Last week, healthcare providers got more big doses of the Obama administration's prescription for improving quality by tying Medicare payments to performance. It still isn't going down easy.
Of the hospitals that Medicare will penalize in 2016 for having the worst performance on measures to prevent patient harm, more than half are on the list for the second year in a row.
And for the first time, the CMS published quality performance scores for individual physicians, but only for those who volunteered data. Only about 6 in 10 are included. According to the American Medical Association, which criticized the agency for posting incomplete data, that's because many physicians gave up after struggling with the submission process and trying to correct inaccuracies.

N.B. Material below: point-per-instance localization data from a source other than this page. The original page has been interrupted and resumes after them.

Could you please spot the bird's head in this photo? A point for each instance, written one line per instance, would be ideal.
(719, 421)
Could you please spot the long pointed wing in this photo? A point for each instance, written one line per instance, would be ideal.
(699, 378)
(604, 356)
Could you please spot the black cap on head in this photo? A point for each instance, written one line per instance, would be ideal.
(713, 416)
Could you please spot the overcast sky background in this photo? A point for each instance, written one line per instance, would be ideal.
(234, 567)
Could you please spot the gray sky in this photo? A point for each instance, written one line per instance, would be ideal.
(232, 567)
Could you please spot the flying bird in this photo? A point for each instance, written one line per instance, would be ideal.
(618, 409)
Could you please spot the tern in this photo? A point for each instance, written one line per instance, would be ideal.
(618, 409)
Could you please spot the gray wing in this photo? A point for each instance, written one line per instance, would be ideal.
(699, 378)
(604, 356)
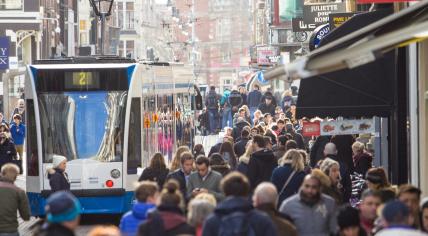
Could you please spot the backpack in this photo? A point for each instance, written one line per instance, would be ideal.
(212, 101)
(236, 224)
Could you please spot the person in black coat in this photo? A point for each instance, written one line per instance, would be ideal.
(239, 147)
(58, 178)
(236, 188)
(262, 162)
(156, 171)
(7, 149)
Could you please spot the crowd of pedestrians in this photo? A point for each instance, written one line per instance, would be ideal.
(261, 178)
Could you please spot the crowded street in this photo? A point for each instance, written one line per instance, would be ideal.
(213, 118)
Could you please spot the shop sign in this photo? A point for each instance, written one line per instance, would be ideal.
(318, 14)
(266, 55)
(311, 129)
(343, 127)
(319, 33)
(337, 19)
(300, 26)
(4, 53)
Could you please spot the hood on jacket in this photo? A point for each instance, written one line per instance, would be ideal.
(140, 210)
(232, 204)
(263, 155)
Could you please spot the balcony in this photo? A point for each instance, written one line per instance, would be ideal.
(11, 5)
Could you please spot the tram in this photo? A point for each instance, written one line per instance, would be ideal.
(107, 116)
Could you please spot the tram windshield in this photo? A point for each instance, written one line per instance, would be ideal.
(82, 125)
(82, 113)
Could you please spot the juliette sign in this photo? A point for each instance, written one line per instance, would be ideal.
(319, 13)
(4, 53)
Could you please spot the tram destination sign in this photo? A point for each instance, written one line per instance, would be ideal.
(318, 14)
(4, 53)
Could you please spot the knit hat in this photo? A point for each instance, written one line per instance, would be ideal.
(62, 206)
(57, 159)
(395, 212)
(348, 217)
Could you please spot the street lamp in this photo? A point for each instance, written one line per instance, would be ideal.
(102, 8)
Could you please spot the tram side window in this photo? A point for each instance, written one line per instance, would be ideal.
(32, 156)
(134, 144)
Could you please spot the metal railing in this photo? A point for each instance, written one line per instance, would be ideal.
(7, 5)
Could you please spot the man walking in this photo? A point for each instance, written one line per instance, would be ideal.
(13, 199)
(211, 102)
(312, 212)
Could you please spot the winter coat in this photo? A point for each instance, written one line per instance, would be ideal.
(317, 150)
(362, 162)
(156, 175)
(165, 221)
(319, 219)
(243, 165)
(264, 108)
(7, 152)
(345, 180)
(283, 226)
(236, 133)
(259, 221)
(280, 176)
(58, 180)
(13, 199)
(254, 98)
(239, 147)
(179, 176)
(18, 133)
(132, 219)
(261, 166)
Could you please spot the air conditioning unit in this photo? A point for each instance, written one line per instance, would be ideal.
(261, 4)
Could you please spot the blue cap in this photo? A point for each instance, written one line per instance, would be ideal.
(62, 206)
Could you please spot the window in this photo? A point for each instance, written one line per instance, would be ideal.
(134, 137)
(31, 141)
(11, 4)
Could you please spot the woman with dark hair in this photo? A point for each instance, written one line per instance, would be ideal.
(156, 171)
(226, 151)
(198, 150)
(218, 164)
(168, 218)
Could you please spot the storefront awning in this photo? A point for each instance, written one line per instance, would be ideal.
(355, 75)
(363, 46)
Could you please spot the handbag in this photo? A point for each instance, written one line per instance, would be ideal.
(287, 182)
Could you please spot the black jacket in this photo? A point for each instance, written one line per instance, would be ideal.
(168, 221)
(154, 175)
(238, 129)
(261, 166)
(7, 152)
(239, 147)
(181, 179)
(58, 180)
(259, 221)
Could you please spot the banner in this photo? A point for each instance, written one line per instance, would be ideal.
(319, 13)
(347, 127)
(4, 53)
(337, 19)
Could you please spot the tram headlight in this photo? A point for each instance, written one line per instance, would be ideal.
(115, 173)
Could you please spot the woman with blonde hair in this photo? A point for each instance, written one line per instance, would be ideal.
(175, 164)
(289, 175)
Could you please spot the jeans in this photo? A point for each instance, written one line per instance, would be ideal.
(227, 118)
(212, 117)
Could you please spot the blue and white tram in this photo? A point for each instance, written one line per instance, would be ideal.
(88, 110)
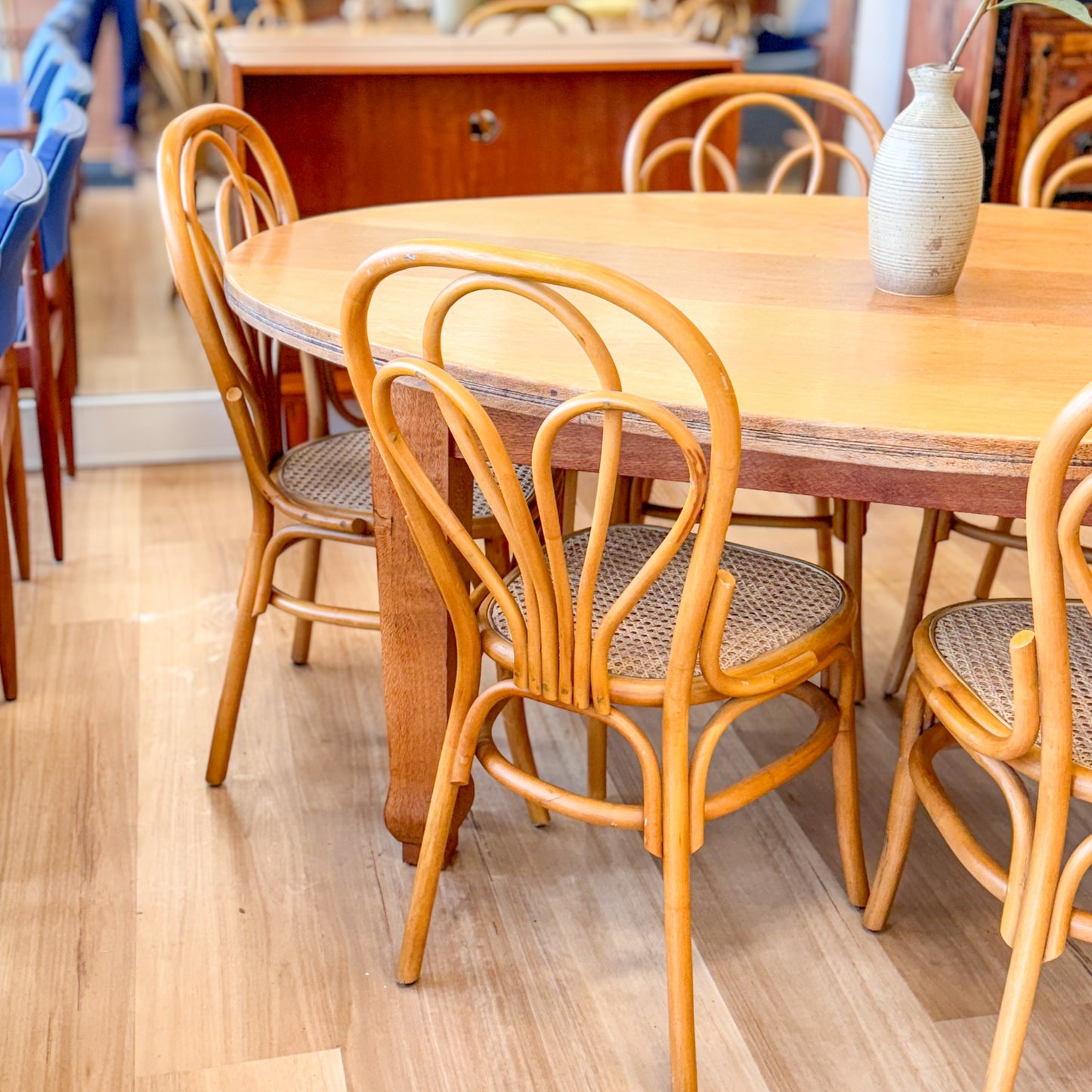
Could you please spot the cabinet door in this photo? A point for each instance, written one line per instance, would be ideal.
(1048, 68)
(350, 141)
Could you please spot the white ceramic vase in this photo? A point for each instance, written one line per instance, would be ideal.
(925, 193)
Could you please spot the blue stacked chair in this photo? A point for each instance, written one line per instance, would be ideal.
(73, 81)
(24, 193)
(48, 58)
(58, 147)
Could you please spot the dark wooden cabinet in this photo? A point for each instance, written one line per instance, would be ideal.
(1022, 69)
(382, 119)
(1044, 64)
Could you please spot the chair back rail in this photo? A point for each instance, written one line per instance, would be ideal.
(738, 92)
(240, 360)
(561, 647)
(1035, 190)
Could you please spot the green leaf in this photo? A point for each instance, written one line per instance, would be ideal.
(1074, 8)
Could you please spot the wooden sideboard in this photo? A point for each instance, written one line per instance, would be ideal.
(1043, 63)
(373, 119)
(1022, 69)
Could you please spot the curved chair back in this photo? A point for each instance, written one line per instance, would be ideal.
(561, 645)
(73, 82)
(1047, 149)
(736, 92)
(58, 147)
(53, 57)
(555, 12)
(24, 191)
(179, 45)
(243, 362)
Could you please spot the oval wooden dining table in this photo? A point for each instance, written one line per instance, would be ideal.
(844, 392)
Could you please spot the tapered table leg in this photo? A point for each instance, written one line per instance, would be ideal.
(854, 577)
(417, 642)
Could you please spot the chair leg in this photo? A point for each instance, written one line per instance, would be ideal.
(988, 574)
(824, 540)
(846, 794)
(915, 601)
(17, 493)
(66, 383)
(302, 638)
(238, 657)
(68, 377)
(1022, 981)
(8, 673)
(519, 741)
(900, 815)
(431, 862)
(676, 865)
(596, 759)
(47, 405)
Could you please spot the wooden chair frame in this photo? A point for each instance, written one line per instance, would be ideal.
(1040, 885)
(738, 91)
(520, 10)
(11, 466)
(45, 363)
(1035, 193)
(245, 366)
(556, 654)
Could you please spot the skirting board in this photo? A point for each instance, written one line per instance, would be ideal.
(134, 429)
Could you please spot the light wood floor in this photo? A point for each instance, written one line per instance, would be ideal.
(159, 936)
(132, 336)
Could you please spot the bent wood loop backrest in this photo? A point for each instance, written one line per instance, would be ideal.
(561, 648)
(240, 358)
(1035, 191)
(518, 10)
(739, 91)
(1054, 552)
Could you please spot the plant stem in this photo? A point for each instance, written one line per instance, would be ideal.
(983, 8)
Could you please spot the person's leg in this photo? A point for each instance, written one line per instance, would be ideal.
(132, 60)
(90, 39)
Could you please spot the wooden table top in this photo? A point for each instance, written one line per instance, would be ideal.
(343, 49)
(824, 365)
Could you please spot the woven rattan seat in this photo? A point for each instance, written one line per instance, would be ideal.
(777, 601)
(336, 472)
(973, 640)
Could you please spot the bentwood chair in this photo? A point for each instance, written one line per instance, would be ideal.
(23, 193)
(559, 14)
(611, 616)
(731, 94)
(45, 336)
(1056, 150)
(179, 44)
(1010, 682)
(322, 488)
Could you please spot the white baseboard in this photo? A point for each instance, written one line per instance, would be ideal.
(134, 429)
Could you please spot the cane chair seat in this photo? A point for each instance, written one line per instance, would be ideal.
(973, 641)
(336, 472)
(778, 600)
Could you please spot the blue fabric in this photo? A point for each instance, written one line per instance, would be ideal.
(132, 54)
(24, 193)
(57, 53)
(70, 19)
(36, 48)
(58, 147)
(73, 82)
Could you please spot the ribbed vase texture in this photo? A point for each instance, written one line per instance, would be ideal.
(925, 193)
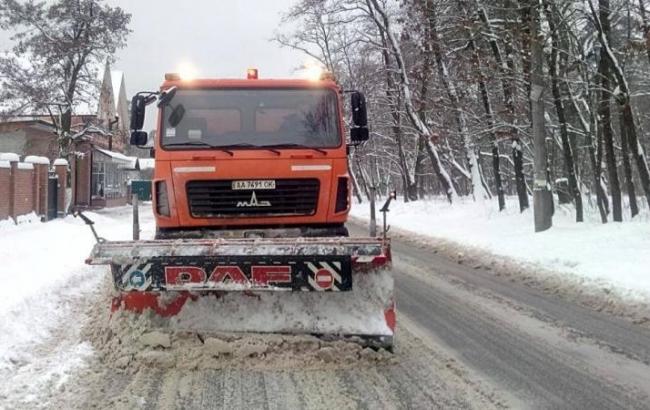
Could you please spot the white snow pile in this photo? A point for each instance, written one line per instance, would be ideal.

Under a provision of the Affordable Care Act, Medicare reduces payments by 1% for the lowest-performing quartile of hospitals, meaning 700 to 800 U.S. hospitals will get dinged each year. The program is expected to reduce Medicare spending by $364 million in 2016.
“Our goal is for all hospitals to improve,” and roughly half did improve enough to escape the bottom quartile, said Dr. Patrick Conway, the CMS' deputy administrator and chief medical officer.
Critics of the program say many hospitals will have trouble climbing out of the bottom of the heap because the measures' risk adjustment fails to reflect that poorer and sicker patients are more likely to have complex medical conditions and experience adverse events.
Average scores improved on central-line-associated bloodstream infections and a composite index of eight measures of eight conditions, including pressure ulcers and sepsis.
Dr. Ashish Jha, a Harvard University health policy professor who has studied the program, questioned the progress on the composite index, which he said might have been the result of better recordkeeping by hospitals. “There is little reason to believe that care has gotten better,” Jha said.
The newly posted data on individual doctors score their performance on routine screenings and preventive care for common chronic conditions such as heart disease and diabetes.
Doctors who fail to report the 2014 data face a Medicare penalty in 2016.
“We heard from consumers that they wanted both group information and individual physician information,” Conway said. “We need to continue to push to accelerate the pace of change and improvement.”